While NATO has been bringing in supplies and equipment over the NDN (Northern Distribution Network) for years, sending equipment out of Afghanistan via the railroad links in the north has proved to be more of a problem. That’s because the northern neighbors are trying to prevent these shipments via Russia from being used to smuggle drugs. It could also be a scam to extract some bribes out of NATO to go easy on the inspections, which are severely limiting the amount of stuff that can be shipped out via the north.

This northern route is the result of NATO and the U.S. negotiating agreements with Tajikistan, Kyrgyzstan, Kazakhstan, Uzbekistan, and Russia to move all sorts of supplies and equipment over the NDN. Four years ago nearly all land movement of supplies came in via Pakistan. But that changed after Pakistan closed its border to NATO supplies in late 2011, because of a friendly fire incident on the Afghan border that left 24 Pakistani troops dead. The plan was always to completely replace Pakistan but that has happened sooner, rather than later, at least when it comes to bringing stuff in. Now Pakistan has to worry about losing some of the transport business for Afghan civilian goods. That's a major industry in Pakistan because nearly all (save air freight) cargo enters and leaves Afghanistan by truck. But now Afghanistan is building its first railroad system, connecting it with the Central Asian rail network terminal on the Uzbek border. Even with the longer distances, moving cargo would eventually be competitive coming and going via rail through Central Asia, compared to going via truck through Pakistan. The NDN makes for a fundamental change in Afghan-Pakistan relations. Now Afghanistan can look north for economic, cultural, and political alliances, rather than just with Pakistan and Iran, two countries that have not always been kind to Afghanistan.

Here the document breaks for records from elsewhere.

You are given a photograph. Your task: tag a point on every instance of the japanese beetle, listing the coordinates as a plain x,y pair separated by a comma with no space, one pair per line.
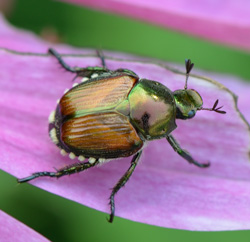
111,114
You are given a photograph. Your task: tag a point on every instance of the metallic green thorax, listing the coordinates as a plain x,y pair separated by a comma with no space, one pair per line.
152,109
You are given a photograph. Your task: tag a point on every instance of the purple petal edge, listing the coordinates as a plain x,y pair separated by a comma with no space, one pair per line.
13,230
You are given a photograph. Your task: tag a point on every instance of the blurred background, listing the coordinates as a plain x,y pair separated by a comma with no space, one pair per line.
62,220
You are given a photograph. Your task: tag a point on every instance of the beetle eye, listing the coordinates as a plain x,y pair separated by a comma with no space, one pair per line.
191,114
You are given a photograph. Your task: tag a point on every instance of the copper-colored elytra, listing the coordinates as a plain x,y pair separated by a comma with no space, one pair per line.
92,97
112,130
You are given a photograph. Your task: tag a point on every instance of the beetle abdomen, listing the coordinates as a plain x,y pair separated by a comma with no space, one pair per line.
92,119
96,95
103,134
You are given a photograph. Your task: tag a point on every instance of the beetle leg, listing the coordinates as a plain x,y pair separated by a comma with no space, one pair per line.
83,72
67,170
101,56
121,183
127,71
183,153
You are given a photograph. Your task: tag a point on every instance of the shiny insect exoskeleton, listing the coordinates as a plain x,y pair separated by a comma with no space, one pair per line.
111,114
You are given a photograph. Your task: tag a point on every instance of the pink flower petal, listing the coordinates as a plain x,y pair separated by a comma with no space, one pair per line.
164,190
225,21
13,230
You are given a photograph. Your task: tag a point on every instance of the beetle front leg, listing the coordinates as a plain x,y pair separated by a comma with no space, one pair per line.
121,183
67,170
183,153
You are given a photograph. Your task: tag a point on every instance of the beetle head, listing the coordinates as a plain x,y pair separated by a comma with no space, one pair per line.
188,101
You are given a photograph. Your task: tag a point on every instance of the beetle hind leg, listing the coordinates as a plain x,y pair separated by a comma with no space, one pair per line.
82,72
121,183
67,170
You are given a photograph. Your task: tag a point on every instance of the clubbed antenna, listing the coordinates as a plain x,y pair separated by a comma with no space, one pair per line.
217,110
189,67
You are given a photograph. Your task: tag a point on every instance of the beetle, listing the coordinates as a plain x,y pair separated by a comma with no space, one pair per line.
112,114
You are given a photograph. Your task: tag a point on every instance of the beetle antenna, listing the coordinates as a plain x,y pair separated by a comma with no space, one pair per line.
189,67
214,108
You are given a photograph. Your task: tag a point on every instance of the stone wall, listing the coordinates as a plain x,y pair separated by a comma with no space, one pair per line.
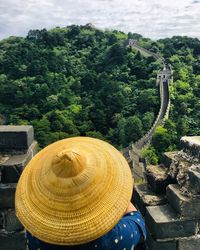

May 2, 2013: In the east (Nangarhar province) border police fought their Pakistani counterparts and captured and burned down a Pakistani border post. One Afghan policeman was killed and then was hailed as a hero in nearby towns and cities. This violence was all about an ongoing dispute about exactly where the international border is. Recently Pakistan built some new border posts forward of previous ones but still, according to Pakistan, on Pakistani territory. This has led to shooting between Afghan and Pakistani border guards. There’s also a tribal rivalry element to all this. Most of the Afghan-Pakistani border is occupied by Pushtun tribes. This frontier, still called the “Durand Line” (an impromptu, pre-independence invention of British colonial authorities), was always considered artificial by locals because the line often went right through Pushtun tribal territories. However, the Afghans are more inclined to accept the Durand Line and fight to maintain it. The Pakistanis believe absolute control of the border is impossible and attempts to stop illegal crossings cause additional trouble (as tribesmen do not like excessive attention at border crossing posts). This recent violence is also linked to years of anger over Afghan Taliban and other terrorists hiding out in Pakistan and Islamic terrorists (fighting the Pakistani government) hiding out in Afghanistan. This has led to regular Pakistani shelling of suspected terrorist camps in Afghanistan, which often kills innocent (or semi-innocent) Afghan civilians. The Afghans protest and the Pakistanis refuse to halt the shelling and rocket fire.

May 1, 2013: The Taliban began this year’s Spring Offensive by making several attacks on police, most of which failed. One roadside bomb did kill three police, including a local commander. But in the next 48 hours the police struck back, killing or capturing over a hundred Taliban.